Emerging technologies and hacker communities have disrupted old paradigms of access to knowledge and technology. With the advent of additive manufacturing (for instance, 3D printing) and distributed manufacturing (for instance, parts sourced on the internet and assembled at home) low-income women, transwomen, and others without reliable access to needed medical services have begun to create medical devices to engage in at-home gynecological exams and at-home labs to process tests and synthesize hormones (motherboard.vice.com, “Meet the GynePunks Pushing the Boundaries of DIY Gynecology,” 2015). “Gynepunks” claim to hit the “opt-out” button on major pharmaceutical companies and multi-national information technology and computer companies, even seeking to develop feminist servers to store and control information outside already-existing networks subject to censorship and monetary interests (calafou.org, “TransHackFeminist Convergence Report,” 2015). These activists no longer want to seek life-changing technology in traditional capitalist frameworks where they argue access is regulated by prejudice and political exclusion. An integral part of these and similar efforts is the lowered cost of access to sophisticated technology—including, for example, Raspberry Pi computers, highly-manipulable basic units which cost less than $50, and open-source access to relevant tools and knowledge. Disabled people, too, are benefiting from cell phone mapping services, inexpensive applications, and other personal technologies not necessarily intended to increase accessibility but easily hacked for those purposes. Indeed, access to technology has been radically disrupted.

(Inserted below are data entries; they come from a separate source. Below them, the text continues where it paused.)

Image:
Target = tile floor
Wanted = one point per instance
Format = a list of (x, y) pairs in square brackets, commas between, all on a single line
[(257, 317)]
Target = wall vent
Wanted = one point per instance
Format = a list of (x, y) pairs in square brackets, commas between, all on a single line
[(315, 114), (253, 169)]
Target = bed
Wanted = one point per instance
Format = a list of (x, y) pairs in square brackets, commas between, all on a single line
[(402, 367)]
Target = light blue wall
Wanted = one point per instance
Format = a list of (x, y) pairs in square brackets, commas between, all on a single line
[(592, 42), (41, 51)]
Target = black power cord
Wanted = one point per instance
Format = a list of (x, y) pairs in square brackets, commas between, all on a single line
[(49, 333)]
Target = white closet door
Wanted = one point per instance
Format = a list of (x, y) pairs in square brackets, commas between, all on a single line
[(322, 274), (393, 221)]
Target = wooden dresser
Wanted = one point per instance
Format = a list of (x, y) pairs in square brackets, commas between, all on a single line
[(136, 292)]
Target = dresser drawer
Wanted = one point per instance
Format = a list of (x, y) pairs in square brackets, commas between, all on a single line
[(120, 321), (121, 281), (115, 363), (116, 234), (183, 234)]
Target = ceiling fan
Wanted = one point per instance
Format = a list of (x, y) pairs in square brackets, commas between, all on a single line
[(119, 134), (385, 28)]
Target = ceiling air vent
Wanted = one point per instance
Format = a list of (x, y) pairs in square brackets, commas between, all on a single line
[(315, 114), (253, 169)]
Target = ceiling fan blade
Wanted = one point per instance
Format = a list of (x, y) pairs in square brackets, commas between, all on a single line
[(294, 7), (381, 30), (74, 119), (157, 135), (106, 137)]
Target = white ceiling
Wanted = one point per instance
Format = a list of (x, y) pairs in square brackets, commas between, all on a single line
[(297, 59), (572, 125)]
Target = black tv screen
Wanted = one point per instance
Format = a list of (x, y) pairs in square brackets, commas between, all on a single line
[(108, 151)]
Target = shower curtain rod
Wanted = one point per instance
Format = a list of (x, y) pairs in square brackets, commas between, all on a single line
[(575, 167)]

Some may speculate that these radical engagements could herald the further disruption of the exclusionary hierarchies of the capitalist production of knowledge and technology. Yet, I propose that merely increasing access to and the proliferation of the means of production through additive and distributed manufacturing does not yet rise to the level of challenging the basic conditions of our capitalist patriarchal contexts. Crucially, the overarching neoliberal discourse of empowerment and happiness through the use of technology—a techno-optimism which yearns for an increasing array of options in an ever-wider field of choice—is perhaps even furthered as individuals clamor for personal, at-home access to physical change. Indeed, what does for disruption mean when expressed this way? Perhaps a troubling concession to the techno-optimists—without access to the products of masculinist capitalist production, we are worse off.

If increasing access to technology is to be meaningfully transformative (that is, liberating), I claim we must think around the imperative to chase after choice and the requirements to express ourselves and seek fulfillment through the tools of capitalist production. Classic Marxist analysis focused on collective ownership of the means of production may miss the problem, but contemporary critical theory and recent thinking from Louis Althusser (The Reproduction of Capitalism, 1995/2014), Nancy Fraser (Fortunes of Feminism, 2013), and Nick Srnicek and Alex Williams (Inventing the Future, 2015) can assist in viewing relevant issues differently through critiques of neoliberalism. Additive and distributive manufacturing brings the factory and the clinic home at just the time we might be able to take these social forces apart altogether. Increasing access and efficiency in the use of technology is not equivalent to democratizing science.